Answert to Exercise 10.5.1 is mistaken

[kayuwg]

f <- mean
z <- 1
x <- list(f = mean, z = 1)
f <- function(x) x + 1
z <- 10

identical(with(x, f(z)), x$f(x$z))
#> [1] TRUE
identical(with(x, f(z)), f(x$z))
#> [1] FALSE
identical(with(x, f(z)), x$f(z))
#> [1] FALSE
identical(with(x, f(z)), f(z))
#> [1] FALSE

I believe (a) is the correct answer. I assign the copyright of this contribution to Malte Grosser and Henning Bumann.

[henningsway]

Hey @Elucidase,

thank you for your contribution. Could you elaborate, why you define f and z twice?

If you wrote the code like this all expressions would be true, right?
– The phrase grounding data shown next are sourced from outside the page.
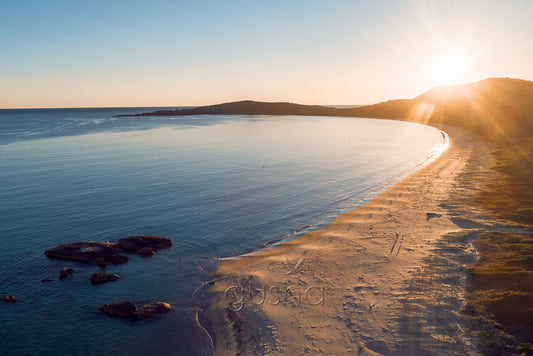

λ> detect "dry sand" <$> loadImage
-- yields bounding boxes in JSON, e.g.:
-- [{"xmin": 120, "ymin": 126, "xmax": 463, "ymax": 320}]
[{"xmin": 207, "ymin": 126, "xmax": 510, "ymax": 355}]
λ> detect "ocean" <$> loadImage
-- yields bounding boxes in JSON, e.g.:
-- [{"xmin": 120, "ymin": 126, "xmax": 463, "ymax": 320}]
[{"xmin": 0, "ymin": 108, "xmax": 446, "ymax": 355}]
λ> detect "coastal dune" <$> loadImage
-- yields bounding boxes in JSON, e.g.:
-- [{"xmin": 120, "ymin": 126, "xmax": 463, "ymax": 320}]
[{"xmin": 207, "ymin": 126, "xmax": 500, "ymax": 355}]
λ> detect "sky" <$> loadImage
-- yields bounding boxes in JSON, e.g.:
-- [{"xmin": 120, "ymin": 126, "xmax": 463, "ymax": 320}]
[{"xmin": 1, "ymin": 0, "xmax": 532, "ymax": 108}]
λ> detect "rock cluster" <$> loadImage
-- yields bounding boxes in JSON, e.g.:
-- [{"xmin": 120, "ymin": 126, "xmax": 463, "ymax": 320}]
[
  {"xmin": 44, "ymin": 236, "xmax": 172, "ymax": 265},
  {"xmin": 41, "ymin": 235, "xmax": 173, "ymax": 321}
]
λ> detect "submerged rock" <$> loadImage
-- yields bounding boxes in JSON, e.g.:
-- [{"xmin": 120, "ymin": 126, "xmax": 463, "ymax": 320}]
[
  {"xmin": 59, "ymin": 267, "xmax": 74, "ymax": 280},
  {"xmin": 118, "ymin": 236, "xmax": 172, "ymax": 251},
  {"xmin": 45, "ymin": 242, "xmax": 129, "ymax": 266},
  {"xmin": 137, "ymin": 247, "xmax": 155, "ymax": 257},
  {"xmin": 41, "ymin": 278, "xmax": 53, "ymax": 283},
  {"xmin": 91, "ymin": 272, "xmax": 120, "ymax": 284},
  {"xmin": 100, "ymin": 301, "xmax": 137, "ymax": 318},
  {"xmin": 1, "ymin": 295, "xmax": 17, "ymax": 303}
]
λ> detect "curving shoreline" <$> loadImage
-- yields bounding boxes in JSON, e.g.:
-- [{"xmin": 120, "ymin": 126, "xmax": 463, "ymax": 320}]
[
  {"xmin": 219, "ymin": 128, "xmax": 450, "ymax": 263},
  {"xmin": 206, "ymin": 126, "xmax": 504, "ymax": 355}
]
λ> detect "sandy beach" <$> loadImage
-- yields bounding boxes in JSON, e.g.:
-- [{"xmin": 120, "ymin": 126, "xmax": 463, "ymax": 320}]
[{"xmin": 206, "ymin": 126, "xmax": 517, "ymax": 355}]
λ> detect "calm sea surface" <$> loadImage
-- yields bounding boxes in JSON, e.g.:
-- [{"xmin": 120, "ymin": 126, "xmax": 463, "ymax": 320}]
[{"xmin": 0, "ymin": 108, "xmax": 446, "ymax": 355}]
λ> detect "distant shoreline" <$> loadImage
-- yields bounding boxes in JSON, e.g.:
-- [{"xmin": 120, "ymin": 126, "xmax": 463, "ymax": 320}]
[{"xmin": 114, "ymin": 100, "xmax": 365, "ymax": 118}]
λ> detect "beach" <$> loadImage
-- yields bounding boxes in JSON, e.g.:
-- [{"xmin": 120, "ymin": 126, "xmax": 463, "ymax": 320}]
[{"xmin": 207, "ymin": 126, "xmax": 506, "ymax": 355}]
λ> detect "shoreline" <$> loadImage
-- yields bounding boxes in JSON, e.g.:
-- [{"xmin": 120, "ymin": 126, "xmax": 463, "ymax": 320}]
[
  {"xmin": 206, "ymin": 126, "xmax": 505, "ymax": 355},
  {"xmin": 220, "ymin": 128, "xmax": 450, "ymax": 262}
]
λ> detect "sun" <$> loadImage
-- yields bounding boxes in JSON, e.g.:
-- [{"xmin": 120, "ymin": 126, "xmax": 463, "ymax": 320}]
[{"xmin": 433, "ymin": 55, "xmax": 467, "ymax": 85}]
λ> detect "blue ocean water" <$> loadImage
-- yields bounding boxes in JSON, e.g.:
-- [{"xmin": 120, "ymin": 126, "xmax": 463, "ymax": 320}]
[{"xmin": 0, "ymin": 108, "xmax": 446, "ymax": 355}]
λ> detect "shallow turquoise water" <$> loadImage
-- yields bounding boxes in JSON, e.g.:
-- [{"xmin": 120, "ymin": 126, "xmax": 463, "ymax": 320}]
[{"xmin": 0, "ymin": 109, "xmax": 445, "ymax": 355}]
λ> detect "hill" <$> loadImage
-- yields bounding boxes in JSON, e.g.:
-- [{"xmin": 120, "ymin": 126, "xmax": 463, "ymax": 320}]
[
  {"xmin": 129, "ymin": 100, "xmax": 343, "ymax": 117},
  {"xmin": 127, "ymin": 78, "xmax": 533, "ymax": 142},
  {"xmin": 355, "ymin": 78, "xmax": 533, "ymax": 140}
]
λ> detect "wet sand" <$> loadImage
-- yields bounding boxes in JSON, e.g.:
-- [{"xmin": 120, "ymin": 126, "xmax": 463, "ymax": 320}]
[{"xmin": 207, "ymin": 126, "xmax": 502, "ymax": 355}]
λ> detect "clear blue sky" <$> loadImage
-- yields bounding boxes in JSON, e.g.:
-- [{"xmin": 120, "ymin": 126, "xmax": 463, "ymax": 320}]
[{"xmin": 1, "ymin": 0, "xmax": 532, "ymax": 108}]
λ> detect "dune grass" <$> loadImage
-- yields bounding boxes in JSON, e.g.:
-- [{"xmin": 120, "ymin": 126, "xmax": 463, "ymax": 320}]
[
  {"xmin": 465, "ymin": 231, "xmax": 533, "ymax": 355},
  {"xmin": 361, "ymin": 78, "xmax": 533, "ymax": 353},
  {"xmin": 477, "ymin": 139, "xmax": 533, "ymax": 224}
]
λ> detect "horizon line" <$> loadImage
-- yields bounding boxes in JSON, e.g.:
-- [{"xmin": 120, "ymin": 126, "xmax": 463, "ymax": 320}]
[
  {"xmin": 0, "ymin": 102, "xmax": 364, "ymax": 111},
  {"xmin": 0, "ymin": 76, "xmax": 527, "ymax": 111}
]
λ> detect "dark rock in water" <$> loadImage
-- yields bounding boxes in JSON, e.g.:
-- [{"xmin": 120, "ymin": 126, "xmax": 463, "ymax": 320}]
[
  {"xmin": 59, "ymin": 267, "xmax": 74, "ymax": 279},
  {"xmin": 1, "ymin": 295, "xmax": 17, "ymax": 303},
  {"xmin": 91, "ymin": 272, "xmax": 119, "ymax": 284},
  {"xmin": 41, "ymin": 278, "xmax": 53, "ymax": 283},
  {"xmin": 118, "ymin": 236, "xmax": 172, "ymax": 252},
  {"xmin": 45, "ymin": 242, "xmax": 129, "ymax": 266},
  {"xmin": 137, "ymin": 302, "xmax": 173, "ymax": 319},
  {"xmin": 100, "ymin": 301, "xmax": 137, "ymax": 318},
  {"xmin": 45, "ymin": 237, "xmax": 171, "ymax": 265},
  {"xmin": 137, "ymin": 247, "xmax": 155, "ymax": 257}
]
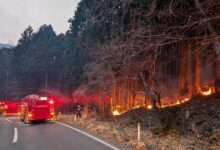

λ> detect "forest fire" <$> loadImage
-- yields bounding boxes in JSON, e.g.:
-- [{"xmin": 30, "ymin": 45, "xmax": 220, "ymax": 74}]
[
  {"xmin": 112, "ymin": 96, "xmax": 191, "ymax": 116},
  {"xmin": 112, "ymin": 105, "xmax": 127, "ymax": 116},
  {"xmin": 161, "ymin": 97, "xmax": 190, "ymax": 108},
  {"xmin": 200, "ymin": 86, "xmax": 215, "ymax": 96},
  {"xmin": 147, "ymin": 105, "xmax": 153, "ymax": 109},
  {"xmin": 112, "ymin": 110, "xmax": 121, "ymax": 116},
  {"xmin": 112, "ymin": 104, "xmax": 153, "ymax": 116},
  {"xmin": 111, "ymin": 85, "xmax": 217, "ymax": 116},
  {"xmin": 112, "ymin": 109, "xmax": 127, "ymax": 116}
]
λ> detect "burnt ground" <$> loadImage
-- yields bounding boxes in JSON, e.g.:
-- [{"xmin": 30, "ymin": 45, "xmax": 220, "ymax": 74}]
[{"xmin": 60, "ymin": 95, "xmax": 220, "ymax": 150}]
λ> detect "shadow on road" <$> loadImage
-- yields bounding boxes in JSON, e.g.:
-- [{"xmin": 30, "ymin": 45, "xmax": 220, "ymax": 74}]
[{"xmin": 29, "ymin": 120, "xmax": 55, "ymax": 126}]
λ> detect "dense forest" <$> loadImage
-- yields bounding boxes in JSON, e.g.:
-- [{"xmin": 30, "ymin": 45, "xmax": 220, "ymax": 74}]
[
  {"xmin": 0, "ymin": 0, "xmax": 220, "ymax": 110},
  {"xmin": 1, "ymin": 1, "xmax": 220, "ymax": 149}
]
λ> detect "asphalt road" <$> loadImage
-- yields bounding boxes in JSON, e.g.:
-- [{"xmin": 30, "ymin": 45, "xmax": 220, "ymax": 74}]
[{"xmin": 0, "ymin": 116, "xmax": 121, "ymax": 150}]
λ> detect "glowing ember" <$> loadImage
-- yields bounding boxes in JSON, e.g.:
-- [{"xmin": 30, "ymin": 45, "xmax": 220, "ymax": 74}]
[
  {"xmin": 112, "ymin": 109, "xmax": 127, "ymax": 116},
  {"xmin": 201, "ymin": 89, "xmax": 212, "ymax": 96},
  {"xmin": 181, "ymin": 98, "xmax": 190, "ymax": 103},
  {"xmin": 111, "ymin": 93, "xmax": 194, "ymax": 116},
  {"xmin": 161, "ymin": 96, "xmax": 190, "ymax": 108},
  {"xmin": 200, "ymin": 86, "xmax": 215, "ymax": 96},
  {"xmin": 147, "ymin": 105, "xmax": 153, "ymax": 109},
  {"xmin": 116, "ymin": 105, "xmax": 121, "ymax": 108},
  {"xmin": 176, "ymin": 100, "xmax": 180, "ymax": 105},
  {"xmin": 111, "ymin": 85, "xmax": 216, "ymax": 117},
  {"xmin": 112, "ymin": 110, "xmax": 121, "ymax": 116}
]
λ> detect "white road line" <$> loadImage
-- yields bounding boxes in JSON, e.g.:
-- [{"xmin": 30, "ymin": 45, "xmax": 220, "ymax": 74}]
[
  {"xmin": 5, "ymin": 119, "xmax": 12, "ymax": 123},
  {"xmin": 12, "ymin": 128, "xmax": 18, "ymax": 143},
  {"xmin": 55, "ymin": 121, "xmax": 121, "ymax": 150}
]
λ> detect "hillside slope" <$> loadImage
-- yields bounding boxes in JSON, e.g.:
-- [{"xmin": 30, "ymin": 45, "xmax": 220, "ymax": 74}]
[{"xmin": 61, "ymin": 95, "xmax": 220, "ymax": 150}]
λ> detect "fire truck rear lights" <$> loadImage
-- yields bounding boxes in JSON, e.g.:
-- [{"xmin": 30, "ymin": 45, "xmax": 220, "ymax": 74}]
[
  {"xmin": 4, "ymin": 105, "xmax": 8, "ymax": 109},
  {"xmin": 40, "ymin": 97, "xmax": 48, "ymax": 100},
  {"xmin": 49, "ymin": 100, "xmax": 54, "ymax": 105},
  {"xmin": 28, "ymin": 114, "xmax": 32, "ymax": 117}
]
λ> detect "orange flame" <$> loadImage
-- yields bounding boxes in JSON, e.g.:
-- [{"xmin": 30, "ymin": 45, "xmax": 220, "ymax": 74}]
[
  {"xmin": 112, "ymin": 85, "xmax": 217, "ymax": 116},
  {"xmin": 200, "ymin": 86, "xmax": 215, "ymax": 96},
  {"xmin": 112, "ymin": 110, "xmax": 121, "ymax": 116},
  {"xmin": 161, "ymin": 97, "xmax": 190, "ymax": 108},
  {"xmin": 147, "ymin": 105, "xmax": 153, "ymax": 109}
]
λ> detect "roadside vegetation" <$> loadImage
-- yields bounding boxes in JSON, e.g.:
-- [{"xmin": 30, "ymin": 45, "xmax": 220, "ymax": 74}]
[
  {"xmin": 60, "ymin": 95, "xmax": 220, "ymax": 150},
  {"xmin": 0, "ymin": 1, "xmax": 220, "ymax": 149}
]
x <- list(f = function(x) x + 1, z = 1)
f <- function(x) x + 1
z <- 1

identical(with(x, f(z)), x$f(x$z))
identical(with(x, f(z)), f(x$z))
identical(with(x, f(z)), x$f(z))
identical(with(x, f(z)), f(z))

[kayuwg]

@henningsway By "equivalent", we should mean that they are identical under any condition. I think the exercise is asking when we use with are the non-function variables and/or functions found in the expression found from the list or from the global environment. The result is that both non-functions and functions are found in the list but not from the environment from which with is called. By redefining f and z in the global environment and make them different from the ones in the list, I tried to confirm the above claimed rule.

[henningsway]

I'm just not sure. I feel that the current in the book is correct though I may not see the issue fully. @Tazinho please reopen, if we need to change sth here.

Thank you @Elucidase for bringing this up anyway! (: